大人のフリースクール10(ユカポン)

 残された二人は。特に、ユカポンは。

「……古っ!」

 と呟き、遠ざかるコータの背中を見送った。

「……ユカポン、なんで古いって分かるの?」

 ぐざり。と胸に何かが刺さった。

 ユカポンは、心の、割と根元のほうまで突き刺さった何かの痛みをこらえて口を開く。

「じゃあ、私たちも――」

「……私のこと、ひとりにするんだ」

 なんですと。

 ユカポンはありえないものを見つけたような目でハナビを見つめる。目にかかりそうなサラサラの黒髪のその奥で、涼し気な瞳が潤んでいた。家に帰れば独りだと言ってはいたが……まさか、寂しいのだろうか。

 だとすれば、込み入った話を聞くチャンスである。

 フヒ、と無意識の内に笑んでいた。

 話を聞きたい本命はコータだったが、ハナビでも構わない。むしろケーキと紅茶を提供された女子中学生なら、大学の卒業研究と詐称しても気軽にインタビューに応じてくれるかも。

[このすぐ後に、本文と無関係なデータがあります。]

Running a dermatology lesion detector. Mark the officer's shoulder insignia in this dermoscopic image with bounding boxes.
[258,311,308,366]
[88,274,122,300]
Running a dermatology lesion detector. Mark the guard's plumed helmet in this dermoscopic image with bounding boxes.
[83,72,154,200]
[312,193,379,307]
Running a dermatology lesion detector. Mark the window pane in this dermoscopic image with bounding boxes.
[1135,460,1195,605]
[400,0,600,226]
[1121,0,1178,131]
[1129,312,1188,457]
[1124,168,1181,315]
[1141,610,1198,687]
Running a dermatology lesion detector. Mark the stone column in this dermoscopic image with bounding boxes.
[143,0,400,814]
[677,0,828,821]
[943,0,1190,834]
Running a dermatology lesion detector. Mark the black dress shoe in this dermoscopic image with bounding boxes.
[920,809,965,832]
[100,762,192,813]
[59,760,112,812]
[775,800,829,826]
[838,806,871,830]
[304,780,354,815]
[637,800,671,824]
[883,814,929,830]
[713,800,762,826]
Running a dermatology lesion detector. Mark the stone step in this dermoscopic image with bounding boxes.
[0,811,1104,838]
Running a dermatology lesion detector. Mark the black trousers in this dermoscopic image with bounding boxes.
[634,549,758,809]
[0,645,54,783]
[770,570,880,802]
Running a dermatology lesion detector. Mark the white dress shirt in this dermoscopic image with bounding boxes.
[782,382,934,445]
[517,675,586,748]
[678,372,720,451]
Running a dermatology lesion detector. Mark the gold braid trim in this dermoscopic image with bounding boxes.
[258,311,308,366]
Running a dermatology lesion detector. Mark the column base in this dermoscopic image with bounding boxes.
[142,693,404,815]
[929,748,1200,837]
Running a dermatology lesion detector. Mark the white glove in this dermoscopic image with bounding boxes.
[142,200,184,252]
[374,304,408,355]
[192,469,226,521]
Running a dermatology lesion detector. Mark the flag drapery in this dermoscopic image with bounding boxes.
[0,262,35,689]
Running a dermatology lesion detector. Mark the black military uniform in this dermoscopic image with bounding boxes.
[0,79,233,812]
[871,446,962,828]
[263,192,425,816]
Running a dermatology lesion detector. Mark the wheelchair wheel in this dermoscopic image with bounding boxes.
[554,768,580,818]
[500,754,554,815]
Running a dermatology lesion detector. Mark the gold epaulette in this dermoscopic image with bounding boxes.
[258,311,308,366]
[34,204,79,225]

 ユカポンは指先をピンと伸ばして『ル・コルビジェ』のメニューボードを指す。

「『王道! サン・ピエール教会(レアチーズケーキ)+紅茶セット!!』でもいい?」

 目につくメニューで、それが一番安かった。

 しかし、店に入ったら入ったでハナビが丸っこい声色で、

「……あの熊さんっぽいケーキ可愛い……」

 と呟いたこともあり、ユカポンの注文だけがチーズケーキのセットになった。泣けた。

 とはいえ、熊の顔を模したチョコレートケーキがテーブルに置かれるとテンションが上がってしまい、二人してスマホを構えて最も可愛く映る角度を探求していた。

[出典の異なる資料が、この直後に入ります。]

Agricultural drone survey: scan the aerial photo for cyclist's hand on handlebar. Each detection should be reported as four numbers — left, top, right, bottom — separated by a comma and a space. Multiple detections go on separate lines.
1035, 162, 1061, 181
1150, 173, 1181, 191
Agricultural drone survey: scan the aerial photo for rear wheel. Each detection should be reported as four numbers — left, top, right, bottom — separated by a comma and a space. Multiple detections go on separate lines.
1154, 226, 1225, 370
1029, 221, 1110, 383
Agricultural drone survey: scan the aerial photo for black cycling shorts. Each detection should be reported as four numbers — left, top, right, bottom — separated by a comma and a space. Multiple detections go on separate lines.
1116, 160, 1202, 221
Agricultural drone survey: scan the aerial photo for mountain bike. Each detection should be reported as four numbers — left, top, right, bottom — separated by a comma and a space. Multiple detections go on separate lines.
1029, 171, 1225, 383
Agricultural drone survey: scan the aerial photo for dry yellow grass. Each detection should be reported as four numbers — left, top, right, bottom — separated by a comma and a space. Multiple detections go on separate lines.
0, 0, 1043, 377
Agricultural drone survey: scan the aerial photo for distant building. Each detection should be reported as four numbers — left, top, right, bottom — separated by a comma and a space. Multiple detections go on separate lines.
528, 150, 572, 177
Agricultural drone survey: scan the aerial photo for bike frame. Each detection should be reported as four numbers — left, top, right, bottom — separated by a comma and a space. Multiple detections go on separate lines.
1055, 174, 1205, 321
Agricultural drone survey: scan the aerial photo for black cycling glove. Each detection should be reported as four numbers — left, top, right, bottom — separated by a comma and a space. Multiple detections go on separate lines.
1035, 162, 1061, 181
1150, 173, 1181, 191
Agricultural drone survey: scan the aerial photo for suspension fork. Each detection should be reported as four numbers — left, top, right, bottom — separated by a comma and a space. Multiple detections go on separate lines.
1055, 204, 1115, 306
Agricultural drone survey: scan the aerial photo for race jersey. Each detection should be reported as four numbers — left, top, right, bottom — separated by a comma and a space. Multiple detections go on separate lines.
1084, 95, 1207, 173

 せっかく『ル・コルビジェ』を名乗る店に来ているのに、なぜ建築モチーフではないケーキの写真を撮っているのか。

 そう自問しながらも、それでもまぁ、と思い直す。

 財布事情は苦しくなったが、その価値はあった。

 メメント・モリで立ち合うハナビとまるで違う。立ち合いでは遠慮なく腕や胴を叩きにくるくせに、熊にはにさん付けするわ、その顔にフォークを突き刺していいものかと躊躇うわ、その姿はまさしく年相応よりもさらに一段、可憐であった。ユカポン自身の子どものころと比べるのなら純真すぎるくらいに。可愛い。

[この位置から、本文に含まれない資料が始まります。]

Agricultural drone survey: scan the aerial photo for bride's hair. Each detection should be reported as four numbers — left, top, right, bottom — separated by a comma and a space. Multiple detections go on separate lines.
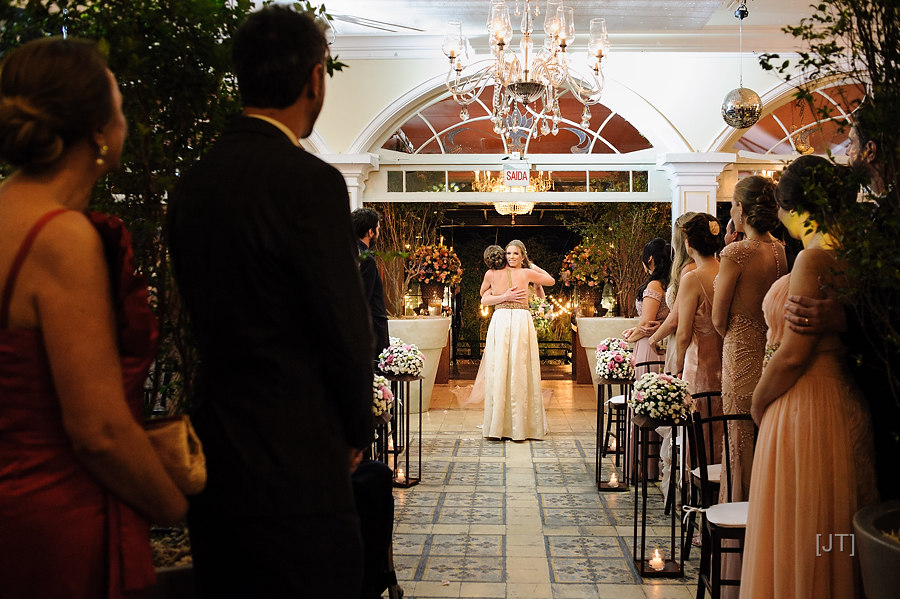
506, 239, 531, 268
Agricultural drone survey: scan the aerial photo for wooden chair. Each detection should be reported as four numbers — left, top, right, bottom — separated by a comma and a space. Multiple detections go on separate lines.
685, 412, 752, 599
680, 391, 730, 560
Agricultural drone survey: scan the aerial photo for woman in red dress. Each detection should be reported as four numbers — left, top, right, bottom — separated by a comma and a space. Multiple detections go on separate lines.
0, 38, 187, 599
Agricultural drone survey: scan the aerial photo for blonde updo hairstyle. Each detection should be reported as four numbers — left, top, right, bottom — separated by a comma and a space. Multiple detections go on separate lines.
681, 212, 725, 257
669, 212, 697, 297
506, 239, 531, 268
0, 37, 113, 172
734, 175, 779, 233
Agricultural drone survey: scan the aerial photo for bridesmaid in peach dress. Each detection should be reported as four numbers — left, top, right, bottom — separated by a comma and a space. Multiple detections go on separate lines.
674, 213, 724, 464
740, 156, 877, 599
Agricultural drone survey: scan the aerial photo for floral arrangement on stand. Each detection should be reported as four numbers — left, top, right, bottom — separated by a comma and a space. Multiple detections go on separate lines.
372, 374, 394, 424
378, 337, 425, 377
595, 337, 634, 381
406, 244, 463, 293
559, 243, 610, 292
628, 372, 691, 420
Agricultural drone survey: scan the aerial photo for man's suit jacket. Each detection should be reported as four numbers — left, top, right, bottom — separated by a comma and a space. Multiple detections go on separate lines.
169, 117, 374, 515
356, 240, 390, 358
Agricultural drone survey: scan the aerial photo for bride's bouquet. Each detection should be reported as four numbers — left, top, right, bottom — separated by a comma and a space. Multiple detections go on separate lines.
595, 337, 634, 380
372, 374, 394, 424
628, 372, 691, 420
378, 337, 425, 377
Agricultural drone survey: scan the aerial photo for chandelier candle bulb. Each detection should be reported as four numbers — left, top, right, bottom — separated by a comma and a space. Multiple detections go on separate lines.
652, 548, 666, 571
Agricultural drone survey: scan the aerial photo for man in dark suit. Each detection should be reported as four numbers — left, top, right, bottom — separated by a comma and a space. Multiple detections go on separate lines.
350, 208, 390, 360
169, 6, 374, 599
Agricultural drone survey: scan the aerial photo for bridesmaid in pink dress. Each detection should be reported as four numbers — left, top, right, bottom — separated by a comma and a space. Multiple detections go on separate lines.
741, 156, 877, 599
674, 213, 724, 463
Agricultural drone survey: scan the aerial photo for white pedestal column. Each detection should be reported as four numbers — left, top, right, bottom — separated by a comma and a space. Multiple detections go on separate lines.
388, 316, 450, 414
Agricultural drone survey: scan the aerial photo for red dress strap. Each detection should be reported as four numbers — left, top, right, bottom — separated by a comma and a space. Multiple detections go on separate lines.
0, 208, 68, 330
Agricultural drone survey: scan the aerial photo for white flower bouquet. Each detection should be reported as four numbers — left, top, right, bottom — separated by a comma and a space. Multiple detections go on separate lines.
372, 374, 394, 424
628, 372, 691, 420
595, 337, 634, 380
378, 337, 425, 376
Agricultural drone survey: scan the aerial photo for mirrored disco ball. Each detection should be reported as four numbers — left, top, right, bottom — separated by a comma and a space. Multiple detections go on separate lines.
722, 87, 762, 129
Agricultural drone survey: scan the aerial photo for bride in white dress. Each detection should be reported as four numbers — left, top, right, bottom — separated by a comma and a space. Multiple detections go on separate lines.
475, 240, 556, 441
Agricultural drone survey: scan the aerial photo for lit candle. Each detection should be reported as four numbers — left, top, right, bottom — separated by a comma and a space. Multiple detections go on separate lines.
650, 549, 666, 570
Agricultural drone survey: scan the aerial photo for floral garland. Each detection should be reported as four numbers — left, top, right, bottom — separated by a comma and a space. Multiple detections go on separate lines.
559, 243, 609, 288
595, 337, 634, 381
528, 295, 556, 330
378, 337, 425, 376
406, 245, 463, 293
372, 374, 394, 424
628, 372, 691, 420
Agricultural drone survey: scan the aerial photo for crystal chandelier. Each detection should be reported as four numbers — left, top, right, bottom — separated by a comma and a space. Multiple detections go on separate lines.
442, 0, 609, 137
472, 171, 553, 225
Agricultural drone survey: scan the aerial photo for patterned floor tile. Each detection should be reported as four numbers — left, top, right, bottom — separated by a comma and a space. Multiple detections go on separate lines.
417, 555, 506, 582
550, 557, 637, 584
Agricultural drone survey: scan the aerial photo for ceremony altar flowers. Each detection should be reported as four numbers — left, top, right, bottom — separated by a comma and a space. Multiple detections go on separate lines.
406, 244, 463, 293
372, 374, 394, 424
378, 337, 425, 376
628, 372, 691, 420
595, 337, 634, 380
559, 243, 609, 291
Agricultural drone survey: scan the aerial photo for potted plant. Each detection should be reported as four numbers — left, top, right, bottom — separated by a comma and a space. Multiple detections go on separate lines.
406, 244, 463, 316
559, 241, 610, 316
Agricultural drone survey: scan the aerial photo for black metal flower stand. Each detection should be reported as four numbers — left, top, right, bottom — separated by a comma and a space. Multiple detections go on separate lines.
594, 379, 634, 492
384, 374, 423, 488
631, 414, 684, 578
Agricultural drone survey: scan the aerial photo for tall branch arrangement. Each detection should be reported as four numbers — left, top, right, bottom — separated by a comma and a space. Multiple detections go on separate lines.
371, 202, 444, 317
565, 203, 672, 316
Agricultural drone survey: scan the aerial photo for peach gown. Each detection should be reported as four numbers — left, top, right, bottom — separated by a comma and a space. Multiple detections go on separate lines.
740, 275, 877, 599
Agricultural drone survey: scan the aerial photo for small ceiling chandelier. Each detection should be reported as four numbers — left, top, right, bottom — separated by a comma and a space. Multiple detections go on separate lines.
722, 0, 762, 129
472, 171, 553, 225
442, 0, 609, 137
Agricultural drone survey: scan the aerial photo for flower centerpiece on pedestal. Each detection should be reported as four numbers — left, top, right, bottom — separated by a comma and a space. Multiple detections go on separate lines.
596, 337, 634, 381
372, 374, 394, 424
378, 337, 425, 377
559, 242, 609, 316
406, 244, 463, 304
628, 372, 691, 420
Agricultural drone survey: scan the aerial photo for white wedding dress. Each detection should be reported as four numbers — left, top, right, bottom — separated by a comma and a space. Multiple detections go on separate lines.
473, 302, 547, 441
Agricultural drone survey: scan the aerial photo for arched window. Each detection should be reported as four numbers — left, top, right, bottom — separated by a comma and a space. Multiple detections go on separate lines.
382, 86, 653, 155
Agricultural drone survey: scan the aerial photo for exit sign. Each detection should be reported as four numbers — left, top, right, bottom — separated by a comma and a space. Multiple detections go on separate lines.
503, 166, 528, 187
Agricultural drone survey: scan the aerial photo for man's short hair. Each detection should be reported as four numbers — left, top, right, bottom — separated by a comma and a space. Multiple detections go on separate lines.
231, 6, 328, 108
350, 208, 381, 239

 アンビバレンツでイノセンティックなハナビに、ユカポンは俄然、興味が湧いてきた。

 元々、かなり不思議な子ではある。立ち合ってからしばらくの間は、ひどく怯えているような素振りを見せるし、見た目通りに怖くはない。それが何度か打ち合っていると、まるで焼いた鋼を叩いているかのように強い芯ができてくる。攻撃は徐々に苛烈になり、うかうかしていると防御が遅れて痛い思いをさせられる。

 ユカポンのまるで動く機会のない院生生活も、ハナビの半引きこもり生活も、健康度では大して変わらないだろうに、自分の半分ほどしか生きていない少女に太刀打ちできないとは。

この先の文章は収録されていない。